I don’t like it when most people review benchmarks because they don’t understand the data, how to interpret it, and how to apply it. Benchmarking data in the hands of inexperienced people creates bad outcomes. Most people are inexperienced when it comes to benchmarking data so stupid decisions are made.
People default to benchmarks as an excuse to turn off their brain — “What do the benchmarks say?”.
In this post I will cover some of the dangers of benchmarking to help people understand some of the potential issues. Also, I highly recommend attending SaaS Metrics Palooza that my friend Ray Rike hosts. This event is by far the best place to learn from the smartest people on software metrics and benchmarks.
Ultimately, the purpose of benchmarking data is to help inform if a company is on the best path toward the most successful outcome. But there are a few potential problems I want to highlight:
Averages of dissimilar companies
Reviewing data in isolation
Bad data/comparisons
Time period covered
💡Reminder: The discounted rate for the Premium OnlyCFO edition ends tomorrow. Subscribe now for the biggest discount.

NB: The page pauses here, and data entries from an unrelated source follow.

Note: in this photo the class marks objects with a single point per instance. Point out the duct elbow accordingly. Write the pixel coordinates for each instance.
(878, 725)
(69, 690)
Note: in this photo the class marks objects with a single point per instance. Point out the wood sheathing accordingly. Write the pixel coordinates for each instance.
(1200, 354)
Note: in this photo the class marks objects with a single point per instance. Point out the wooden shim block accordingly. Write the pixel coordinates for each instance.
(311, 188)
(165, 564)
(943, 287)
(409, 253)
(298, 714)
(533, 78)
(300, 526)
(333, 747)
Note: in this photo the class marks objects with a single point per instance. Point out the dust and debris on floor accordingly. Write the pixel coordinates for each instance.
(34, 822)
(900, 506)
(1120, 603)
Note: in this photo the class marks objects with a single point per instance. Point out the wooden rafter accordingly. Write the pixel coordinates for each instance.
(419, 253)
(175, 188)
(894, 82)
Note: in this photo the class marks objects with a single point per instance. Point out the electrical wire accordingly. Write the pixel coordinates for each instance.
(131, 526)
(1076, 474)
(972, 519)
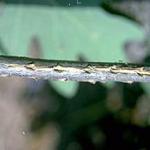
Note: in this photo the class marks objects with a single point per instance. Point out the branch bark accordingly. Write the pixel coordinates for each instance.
(72, 70)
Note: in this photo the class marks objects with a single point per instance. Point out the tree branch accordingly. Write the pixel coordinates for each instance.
(75, 71)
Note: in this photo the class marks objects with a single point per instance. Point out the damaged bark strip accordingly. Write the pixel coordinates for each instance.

Averages of Dissimilar Companies
One of my favorite 2023 SaaStr Annual talks was by Dave Kellogg where he discussed the “15 Signs of a Metric Problem”. One of those signs was:
Mis-benchmarking - comparing to the wrong companies
He said the following:
Some benchmarks are highly selection biased based on whoever answered the survey. There may be bootstrapped companies that have no outside funding, PE backed companies that want to sell in 3 years for 18x EBITDA, and you may have venture capital moon shoots who want to grow at 250% all the way up to $300M ARR.
This aggregation of dissimilar companies then spits out an average that a company might take and say is their goal…but it may actually be a really bad goal for their situation.
Dave Kellogg suggests that the best way to benchmark is by aspiration. Compare VC-backed companies looking to IPO to only other similar aspiring companies and same with PE, and bootstrapped companies.
Some benchmarks kind of do this implicitly (VC firm benchmarks generally look at their portfolio companies), but even these benchmarks may skew a certain way in other areas that make things less comparable to other companies.
The more similar the companies in the benchmark the more valuable the data. Understanding the firmographics of the companies in the benchmark is key.
Reviewing Data in Isolation
Reviewing benchmark data in isolation can cause two primary issues:
Unrealistic comparisons by cherry-picking all of the top decile metrics. You probably can’t be the best at everything and the companies in the benchmark probably aren’t either.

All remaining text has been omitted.